Shipwreck of SS Ventnor and its dead finally found
It has been 112 years since the ill-fated SS Ventnor left New Zealand shores carrying the bodies of 499 Chinese miners who died here and couldn't afford the passage home.
The gold miners had been buried in New Zealand then disinterred and sent home so that, according to Chinese culture, their souls could be tended to by their families and they could finally be at peace. Chinese community members had pooled their money to send the remains home but tragically, the men never arrived.
Today, Maori and Chinese community leaders announced that the ship's wreckage has finally been recovered and efforts are being made to bring closure to the families of those lost at sea.
The SS Ventnor sank off the Hokianga Heads after striking a reef near the coast of Taranaki in October 1902.

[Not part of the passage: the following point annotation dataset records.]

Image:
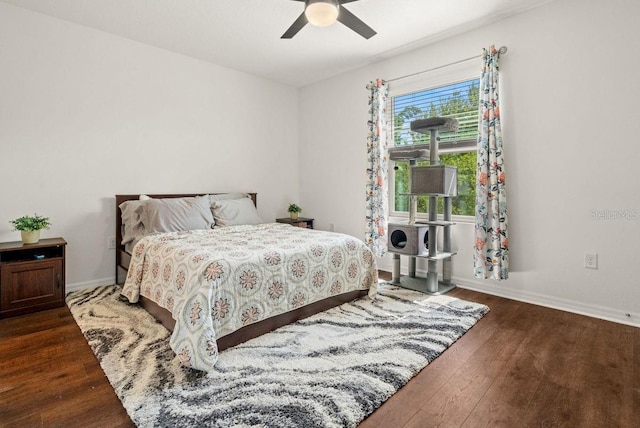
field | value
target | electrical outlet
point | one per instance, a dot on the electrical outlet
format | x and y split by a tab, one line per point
591	260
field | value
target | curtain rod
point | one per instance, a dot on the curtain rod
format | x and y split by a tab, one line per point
501	51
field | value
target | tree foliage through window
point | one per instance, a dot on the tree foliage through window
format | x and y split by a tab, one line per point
460	101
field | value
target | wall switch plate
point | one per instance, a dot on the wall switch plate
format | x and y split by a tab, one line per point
591	260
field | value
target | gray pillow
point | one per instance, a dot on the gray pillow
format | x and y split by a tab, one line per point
232	212
175	214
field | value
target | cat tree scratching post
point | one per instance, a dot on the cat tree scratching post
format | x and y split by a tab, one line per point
420	239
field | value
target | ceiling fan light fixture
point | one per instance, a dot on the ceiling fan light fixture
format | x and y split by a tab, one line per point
321	12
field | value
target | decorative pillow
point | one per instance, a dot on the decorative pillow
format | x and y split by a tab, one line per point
132	227
232	212
175	214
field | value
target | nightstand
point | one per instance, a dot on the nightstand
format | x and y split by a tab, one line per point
299	222
31	276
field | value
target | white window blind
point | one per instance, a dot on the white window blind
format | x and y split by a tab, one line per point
456	100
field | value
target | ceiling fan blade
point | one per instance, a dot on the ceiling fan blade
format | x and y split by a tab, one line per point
353	22
295	27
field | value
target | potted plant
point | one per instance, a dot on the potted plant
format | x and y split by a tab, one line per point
293	211
30	226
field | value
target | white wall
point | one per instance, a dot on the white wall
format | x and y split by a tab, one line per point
85	115
571	145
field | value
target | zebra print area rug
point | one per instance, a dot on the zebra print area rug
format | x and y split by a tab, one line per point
329	370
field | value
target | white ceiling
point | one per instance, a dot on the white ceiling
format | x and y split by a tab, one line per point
245	34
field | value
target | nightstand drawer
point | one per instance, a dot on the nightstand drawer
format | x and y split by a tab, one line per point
31	276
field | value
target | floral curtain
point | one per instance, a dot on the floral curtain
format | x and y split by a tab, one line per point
377	199
491	255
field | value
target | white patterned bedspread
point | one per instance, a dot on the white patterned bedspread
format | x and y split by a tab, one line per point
215	282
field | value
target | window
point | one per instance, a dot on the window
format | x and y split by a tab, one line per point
458	100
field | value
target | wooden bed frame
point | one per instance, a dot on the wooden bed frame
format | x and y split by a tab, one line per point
123	259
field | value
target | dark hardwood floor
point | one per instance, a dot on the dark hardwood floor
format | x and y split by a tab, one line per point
521	366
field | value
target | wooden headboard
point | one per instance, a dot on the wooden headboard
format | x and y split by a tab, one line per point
122	257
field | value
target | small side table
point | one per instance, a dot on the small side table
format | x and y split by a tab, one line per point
31	276
299	222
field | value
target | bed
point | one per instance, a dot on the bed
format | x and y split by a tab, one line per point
217	286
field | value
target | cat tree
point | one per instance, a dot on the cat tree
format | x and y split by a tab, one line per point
419	239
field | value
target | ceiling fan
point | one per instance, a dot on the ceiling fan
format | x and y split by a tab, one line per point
325	12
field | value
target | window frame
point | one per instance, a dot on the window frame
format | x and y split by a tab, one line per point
422	82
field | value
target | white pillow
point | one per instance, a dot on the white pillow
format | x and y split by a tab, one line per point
232	212
175	214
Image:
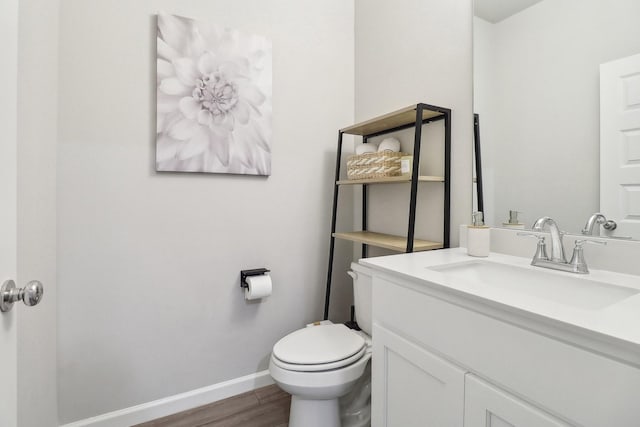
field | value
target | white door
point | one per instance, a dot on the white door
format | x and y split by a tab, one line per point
487	406
620	144
412	387
8	204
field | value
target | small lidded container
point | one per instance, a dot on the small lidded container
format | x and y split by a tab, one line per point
478	236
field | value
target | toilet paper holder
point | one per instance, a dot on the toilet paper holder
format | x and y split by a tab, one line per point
253	272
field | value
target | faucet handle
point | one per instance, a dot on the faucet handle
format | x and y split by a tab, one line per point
530	234
541	249
582	241
577	259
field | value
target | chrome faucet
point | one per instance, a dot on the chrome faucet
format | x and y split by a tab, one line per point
557	249
598	218
557	260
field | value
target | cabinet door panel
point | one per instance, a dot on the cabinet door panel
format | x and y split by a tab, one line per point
488	406
412	387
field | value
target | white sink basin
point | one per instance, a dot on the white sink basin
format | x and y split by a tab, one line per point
564	288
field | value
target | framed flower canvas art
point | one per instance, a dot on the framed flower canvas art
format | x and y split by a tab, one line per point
213	99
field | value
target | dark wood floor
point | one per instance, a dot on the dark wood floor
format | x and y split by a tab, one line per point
263	407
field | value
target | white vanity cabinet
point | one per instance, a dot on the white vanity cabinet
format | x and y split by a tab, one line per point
441	359
412	386
487	406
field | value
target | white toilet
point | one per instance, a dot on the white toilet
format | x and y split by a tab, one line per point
319	364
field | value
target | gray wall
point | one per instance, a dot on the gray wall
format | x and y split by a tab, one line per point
149	297
543	64
411	51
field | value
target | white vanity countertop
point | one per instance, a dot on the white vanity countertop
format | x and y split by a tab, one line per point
616	325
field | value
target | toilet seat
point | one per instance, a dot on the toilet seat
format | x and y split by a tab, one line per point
319	348
320	366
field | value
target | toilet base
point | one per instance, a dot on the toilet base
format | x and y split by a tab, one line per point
314	413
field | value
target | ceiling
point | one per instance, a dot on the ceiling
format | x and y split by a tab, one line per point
497	10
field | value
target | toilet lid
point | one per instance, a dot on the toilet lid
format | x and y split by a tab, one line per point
318	345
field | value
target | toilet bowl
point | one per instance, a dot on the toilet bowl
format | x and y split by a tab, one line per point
317	366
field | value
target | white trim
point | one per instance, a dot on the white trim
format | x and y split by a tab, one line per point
177	403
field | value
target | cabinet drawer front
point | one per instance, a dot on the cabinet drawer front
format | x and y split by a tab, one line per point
412	387
585	388
488	406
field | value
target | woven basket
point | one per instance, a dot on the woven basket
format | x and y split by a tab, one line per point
374	165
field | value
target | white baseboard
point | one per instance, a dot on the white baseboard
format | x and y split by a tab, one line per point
179	402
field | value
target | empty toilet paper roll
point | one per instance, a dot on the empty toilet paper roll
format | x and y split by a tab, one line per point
258	287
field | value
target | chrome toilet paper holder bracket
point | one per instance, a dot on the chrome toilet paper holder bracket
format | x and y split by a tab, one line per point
253	272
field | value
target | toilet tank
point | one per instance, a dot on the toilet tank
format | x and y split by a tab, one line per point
362	296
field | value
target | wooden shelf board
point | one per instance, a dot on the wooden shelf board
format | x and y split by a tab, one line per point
388	121
390	180
388	241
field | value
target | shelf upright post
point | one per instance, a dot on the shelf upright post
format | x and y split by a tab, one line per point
447	179
365	191
414	177
334	213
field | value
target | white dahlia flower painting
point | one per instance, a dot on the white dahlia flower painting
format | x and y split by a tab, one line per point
213	99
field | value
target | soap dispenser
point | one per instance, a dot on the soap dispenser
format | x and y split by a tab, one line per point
478	237
513	222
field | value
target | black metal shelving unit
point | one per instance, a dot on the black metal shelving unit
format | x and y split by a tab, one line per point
413	116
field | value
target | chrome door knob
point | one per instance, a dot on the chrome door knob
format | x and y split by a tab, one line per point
30	294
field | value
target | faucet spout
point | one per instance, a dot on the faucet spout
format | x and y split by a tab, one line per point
594	219
557	249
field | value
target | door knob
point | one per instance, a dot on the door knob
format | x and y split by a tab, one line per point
31	294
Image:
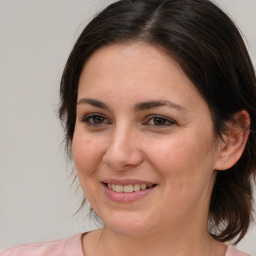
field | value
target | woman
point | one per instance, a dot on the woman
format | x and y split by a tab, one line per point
158	104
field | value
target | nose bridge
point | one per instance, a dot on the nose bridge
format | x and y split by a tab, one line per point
123	150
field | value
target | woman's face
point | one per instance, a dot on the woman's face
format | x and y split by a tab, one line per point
144	145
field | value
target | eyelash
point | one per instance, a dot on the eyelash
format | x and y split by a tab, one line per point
161	118
89	120
89	117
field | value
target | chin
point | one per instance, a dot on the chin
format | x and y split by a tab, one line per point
128	225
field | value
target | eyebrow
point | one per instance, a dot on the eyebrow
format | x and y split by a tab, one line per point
93	102
146	105
157	103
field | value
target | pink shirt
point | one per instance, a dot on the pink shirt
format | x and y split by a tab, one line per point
69	247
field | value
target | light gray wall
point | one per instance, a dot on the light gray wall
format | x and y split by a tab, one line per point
36	36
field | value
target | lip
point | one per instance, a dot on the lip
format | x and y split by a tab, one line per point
121	197
125	182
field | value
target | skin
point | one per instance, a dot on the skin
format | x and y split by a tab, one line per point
176	151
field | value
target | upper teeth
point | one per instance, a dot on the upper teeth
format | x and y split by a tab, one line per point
129	188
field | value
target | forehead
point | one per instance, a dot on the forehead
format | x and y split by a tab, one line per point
138	71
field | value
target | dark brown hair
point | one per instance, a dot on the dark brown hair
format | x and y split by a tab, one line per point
211	52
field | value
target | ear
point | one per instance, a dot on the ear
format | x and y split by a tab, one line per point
232	145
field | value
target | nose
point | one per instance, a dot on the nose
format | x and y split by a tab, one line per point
123	151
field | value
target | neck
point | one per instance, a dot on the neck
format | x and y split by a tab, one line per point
164	243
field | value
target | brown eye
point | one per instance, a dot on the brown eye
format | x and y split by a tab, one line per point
95	120
160	121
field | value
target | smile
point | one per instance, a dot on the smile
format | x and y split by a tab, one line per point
128	188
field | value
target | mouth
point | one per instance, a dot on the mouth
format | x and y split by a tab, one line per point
130	188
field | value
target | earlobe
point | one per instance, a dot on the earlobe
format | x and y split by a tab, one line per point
235	139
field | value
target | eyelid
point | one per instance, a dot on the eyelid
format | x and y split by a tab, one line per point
86	118
171	121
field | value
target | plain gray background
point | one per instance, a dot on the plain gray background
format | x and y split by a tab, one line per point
37	202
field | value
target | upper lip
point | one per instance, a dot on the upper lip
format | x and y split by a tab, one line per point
125	182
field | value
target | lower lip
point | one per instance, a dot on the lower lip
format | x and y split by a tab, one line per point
126	197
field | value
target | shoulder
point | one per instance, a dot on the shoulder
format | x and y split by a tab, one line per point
232	251
62	247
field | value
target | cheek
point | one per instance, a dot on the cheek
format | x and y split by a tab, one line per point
85	154
185	159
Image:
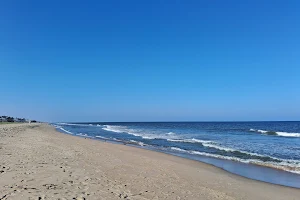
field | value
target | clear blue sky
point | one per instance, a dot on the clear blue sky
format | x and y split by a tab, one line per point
150	60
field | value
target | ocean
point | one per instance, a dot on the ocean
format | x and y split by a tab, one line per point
264	151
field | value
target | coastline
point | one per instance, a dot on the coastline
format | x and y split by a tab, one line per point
90	169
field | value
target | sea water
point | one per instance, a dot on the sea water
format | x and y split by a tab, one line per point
265	151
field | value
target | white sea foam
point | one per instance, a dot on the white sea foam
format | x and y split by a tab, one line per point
193	140
137	142
282	134
98	136
139	133
66	130
287	165
170	133
84	135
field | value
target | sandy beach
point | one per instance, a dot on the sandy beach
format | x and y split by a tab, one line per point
37	162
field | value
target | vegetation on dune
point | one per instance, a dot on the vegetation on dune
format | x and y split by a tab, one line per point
8	119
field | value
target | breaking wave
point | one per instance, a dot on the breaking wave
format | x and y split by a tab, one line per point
277	133
139	133
286	165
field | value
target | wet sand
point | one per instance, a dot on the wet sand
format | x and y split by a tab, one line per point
37	162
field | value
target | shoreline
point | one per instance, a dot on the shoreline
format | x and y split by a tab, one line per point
59	166
253	171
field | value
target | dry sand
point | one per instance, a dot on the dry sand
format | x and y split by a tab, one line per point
36	162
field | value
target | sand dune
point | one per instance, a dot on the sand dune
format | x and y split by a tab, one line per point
36	162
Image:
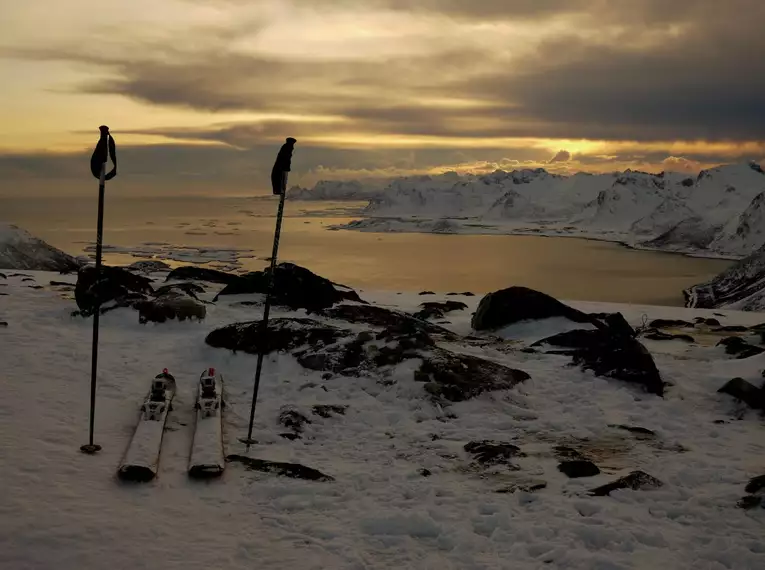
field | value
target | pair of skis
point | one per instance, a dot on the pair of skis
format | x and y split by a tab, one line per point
141	460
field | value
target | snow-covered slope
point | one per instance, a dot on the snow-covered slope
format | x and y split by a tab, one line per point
335	190
741	287
718	211
406	494
21	250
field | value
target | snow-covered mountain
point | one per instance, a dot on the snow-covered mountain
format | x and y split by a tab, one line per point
21	250
336	190
719	212
741	287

Officially 13 crewmen died in the shipwreck and local iwi on the coast buried the bones which washed up.
This is the first time artefacts and footage from the wreck have been shown publicly.
Te Tai Tokerau MP Kelvin Davis and MP Jian Yang spoke at the conference as did the chairman of the Ventnor Project Group John Albert and vice president of the New Zealand Underwater Heritage Group Keith Gordon.
Yang said there was a saying in China that fallen leaves return to their roots. "So it is very important for these people to be returned to China."
The great great grand-daughter of one of the miners Angela Sew Hoy said it would be "just amazing" to be able to pay the respect to the dead men that they deserved. "For me it's about my
children's heritage as well and it would be nice to see him make the trip home."
The ship was only built a year before it sank so it didn't last long, Gordon said. "The wreck is in a state of deterioration and in a few years there won't be much there."
In 2012, Albert and Gordon studied the wreck using an echo sounder. Last year, the group travelled to the site and deployed a remote operated vehicle onto the wreck.